Some schools allow non-certified teachers to work (i.e. teach) in the school - but there is a catch; you are always given a one-year contract, reduced benefits, no job security, each year does not accumulate experience for seniority (very important in competative regions) and if you wish to continue working after one year, a promissary to obtain a teaching certificate, or diploma, within a set period of time - usually five years.

Regarding the behaviour of the kids - this issue is overblown and exploited by media. The kids are a relatively simple part of the job (yes, it is JUST A JOB, not your real life, which is you and your family) - you have to look closer to home to see _who _the problem(s) is/are (hint: parents -or- lack of parenting). Teaching is a very tough job - kids being the easiesier part of the job; they constantly reward you with thanks, appreciation and respect (I teach high school grades 7, 10 and 11 in a suburban school of 1300 pupils). There are some bad/dangerous kids, but you learn ways to deal with them (It is amazing how a child reacts to your ignoring them, in every way or manner, especially emotionally, for two or three weeks!) The hard part is provincial government red-tape eshewed by the ministry of education, bureaucratic administrators who like to meddle and make FUBAR decisions, poorly informed/educated parents and the disrespect given teachers by media. Depending on the subject, prep work and corrections take up 40-60% of the workload - all of this is done _outside _of school hours; be ready to work like a SOB for the first 3-5 years if you take up the cause. I have to mention some universal statistics that show that the average life-span for a new teacher in Canada is 3-7 years - not very encouraging. Looking at kdixon's comments show some of the regional differences (Quebec vs. Alberta) evident in teaching levels and regions. This leads to the next point . . .

Every single province in Canada is different, and this includes education. Each provincial education ministry is responsible for their own education system; they are not exactly interchangeable on a national scale, and this is obviously complicated. Certification for BC does not mean instant certification in ONT. For example, if certified to teach in BC (or anywhere else, for that matter) you can't teach in Ontario without taking extra certification, set tests, etc.
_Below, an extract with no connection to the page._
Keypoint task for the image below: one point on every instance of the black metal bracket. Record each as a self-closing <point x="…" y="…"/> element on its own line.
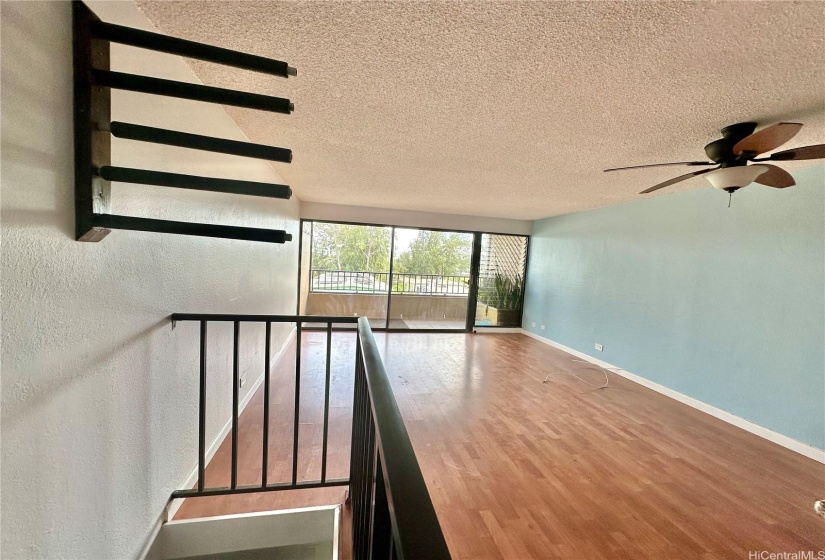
<point x="93" y="128"/>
I could teach in BC, but would have to take 6+ credits in "BC Teaching Systems/Law", etc., in a recognised BC university. Unlike the UK, which has a universal recognition of UK trained teachers (called NQT's), regardless of region, all Canadian provinces are exclusive in regard to education qualifications. Look, I'm not an expert in this subject, but because I studied in the UK I had to find out before I studied there if the qualifications obtained would be admissible to most Canadian (and provincial) school boards.

My advice: nose about and get informed - speak to people _in the know_, and keep a positive outlook. Good luck.


----------